Their actions, interpretation or definition of honor isn't much different than what we've seen in other Trek shows. However the burial rituals, the full cannibalism (though the eating of the heart of an enemy, yet not the whole body) has been mentioned before (ex. T'nag, DS9), and the frightful Klingon shushing Burnham's landing party when they first encountered Ripper, seem outside 'normal' Klingon behavior.
 
I would like the Discovery Klingons better if the redesigns and physical appearances were shown beside traditional looking Klingons from ENT and TOS, so we can see a diversity of Klingon looks, uniforms, and ships.

Their actions, interpretation or definition of honor isn't much different than what we've seen in other Trek shows.
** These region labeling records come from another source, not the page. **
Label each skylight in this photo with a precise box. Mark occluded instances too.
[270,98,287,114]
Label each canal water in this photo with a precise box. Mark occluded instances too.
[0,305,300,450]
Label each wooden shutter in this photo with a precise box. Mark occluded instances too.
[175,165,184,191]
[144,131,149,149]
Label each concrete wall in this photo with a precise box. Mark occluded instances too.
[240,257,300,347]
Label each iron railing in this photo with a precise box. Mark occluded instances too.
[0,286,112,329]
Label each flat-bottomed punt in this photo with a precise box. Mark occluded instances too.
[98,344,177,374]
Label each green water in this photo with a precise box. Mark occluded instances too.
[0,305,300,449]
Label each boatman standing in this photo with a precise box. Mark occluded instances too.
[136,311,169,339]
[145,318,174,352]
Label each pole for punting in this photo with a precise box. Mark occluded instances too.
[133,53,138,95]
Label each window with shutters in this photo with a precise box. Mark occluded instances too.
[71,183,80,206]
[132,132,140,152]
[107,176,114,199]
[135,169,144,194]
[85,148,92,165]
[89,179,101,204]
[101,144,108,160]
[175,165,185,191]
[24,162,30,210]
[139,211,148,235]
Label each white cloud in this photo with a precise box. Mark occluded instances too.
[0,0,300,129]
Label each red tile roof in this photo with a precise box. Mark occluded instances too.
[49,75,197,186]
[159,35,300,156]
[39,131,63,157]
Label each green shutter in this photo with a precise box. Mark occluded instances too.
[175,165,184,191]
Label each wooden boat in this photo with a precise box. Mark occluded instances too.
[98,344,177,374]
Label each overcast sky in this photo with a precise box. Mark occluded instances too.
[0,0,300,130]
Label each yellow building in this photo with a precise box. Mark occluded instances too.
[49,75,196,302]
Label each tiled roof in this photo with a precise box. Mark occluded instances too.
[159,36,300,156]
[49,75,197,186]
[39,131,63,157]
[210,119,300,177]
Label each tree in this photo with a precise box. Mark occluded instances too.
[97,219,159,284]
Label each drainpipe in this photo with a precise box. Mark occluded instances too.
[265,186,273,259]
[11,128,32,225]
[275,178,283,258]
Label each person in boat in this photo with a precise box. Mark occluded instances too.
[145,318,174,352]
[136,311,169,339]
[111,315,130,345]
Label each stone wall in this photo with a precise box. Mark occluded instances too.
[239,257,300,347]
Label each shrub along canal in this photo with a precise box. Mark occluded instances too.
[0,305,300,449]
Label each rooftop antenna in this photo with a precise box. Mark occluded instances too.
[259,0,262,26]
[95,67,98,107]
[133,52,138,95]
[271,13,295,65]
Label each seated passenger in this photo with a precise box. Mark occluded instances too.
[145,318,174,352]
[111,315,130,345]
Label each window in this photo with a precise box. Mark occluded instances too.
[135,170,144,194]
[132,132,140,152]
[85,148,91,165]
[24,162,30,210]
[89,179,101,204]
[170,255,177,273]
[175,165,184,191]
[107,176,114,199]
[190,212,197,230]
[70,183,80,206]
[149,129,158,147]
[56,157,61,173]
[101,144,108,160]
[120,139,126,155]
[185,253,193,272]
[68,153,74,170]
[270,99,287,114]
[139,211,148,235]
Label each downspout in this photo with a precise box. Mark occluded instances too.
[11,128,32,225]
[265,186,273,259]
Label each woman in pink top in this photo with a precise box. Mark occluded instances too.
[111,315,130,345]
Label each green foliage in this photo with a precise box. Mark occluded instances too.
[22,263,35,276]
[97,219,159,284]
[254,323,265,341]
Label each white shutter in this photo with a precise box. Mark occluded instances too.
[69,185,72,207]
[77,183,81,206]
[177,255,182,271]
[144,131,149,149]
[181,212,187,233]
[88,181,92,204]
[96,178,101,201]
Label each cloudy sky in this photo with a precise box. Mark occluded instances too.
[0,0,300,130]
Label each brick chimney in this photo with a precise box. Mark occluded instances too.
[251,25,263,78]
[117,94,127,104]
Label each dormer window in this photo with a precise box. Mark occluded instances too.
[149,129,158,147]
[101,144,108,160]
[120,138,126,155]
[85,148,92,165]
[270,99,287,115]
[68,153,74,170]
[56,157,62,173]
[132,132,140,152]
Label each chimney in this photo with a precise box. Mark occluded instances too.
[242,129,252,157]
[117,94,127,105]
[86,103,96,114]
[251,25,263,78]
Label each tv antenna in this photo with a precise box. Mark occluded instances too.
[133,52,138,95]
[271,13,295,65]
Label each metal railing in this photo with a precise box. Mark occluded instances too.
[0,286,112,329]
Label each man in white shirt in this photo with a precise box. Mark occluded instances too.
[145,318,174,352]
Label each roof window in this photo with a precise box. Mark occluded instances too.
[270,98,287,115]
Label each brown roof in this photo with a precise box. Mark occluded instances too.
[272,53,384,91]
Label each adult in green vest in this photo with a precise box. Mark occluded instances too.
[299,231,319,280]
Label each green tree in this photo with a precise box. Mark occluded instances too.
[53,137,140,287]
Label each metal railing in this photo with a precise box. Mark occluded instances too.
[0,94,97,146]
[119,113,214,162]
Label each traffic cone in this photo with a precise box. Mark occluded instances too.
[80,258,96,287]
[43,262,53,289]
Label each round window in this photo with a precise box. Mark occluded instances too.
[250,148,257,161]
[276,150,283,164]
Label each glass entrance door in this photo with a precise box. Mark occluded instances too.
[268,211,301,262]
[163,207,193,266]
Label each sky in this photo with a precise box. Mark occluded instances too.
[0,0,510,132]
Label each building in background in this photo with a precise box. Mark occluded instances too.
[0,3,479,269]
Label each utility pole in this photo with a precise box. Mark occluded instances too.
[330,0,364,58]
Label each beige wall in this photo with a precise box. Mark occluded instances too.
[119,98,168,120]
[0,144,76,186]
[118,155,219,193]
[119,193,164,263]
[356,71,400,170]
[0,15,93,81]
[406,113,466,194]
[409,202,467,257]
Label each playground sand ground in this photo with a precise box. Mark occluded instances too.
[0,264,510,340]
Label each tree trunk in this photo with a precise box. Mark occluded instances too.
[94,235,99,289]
However the burial rituals, the full cannibalism (though the eating of the heart of an enemy, yet not the whole body) has been mentioned before (ex. T'nag, DS9), and the frightful Klingon shushing Burnham's landing party when they first encountered Ripper, seem outside 'normal' Klingon behavior.
While I am getting a little more used to their extremely modified look, they'd be easier to accept if it had been established that they were kind of a subculture or subspecies of the familiar Klingons we know, who would also have a place on the show. Perhaps similar to Romulans & Remans, though that may be a more extreme example. I did like the prison ship in "Choose Your Pain," however. The interior of that ship had a much more familiar Klingon aesthetic than anything else we've seen so far.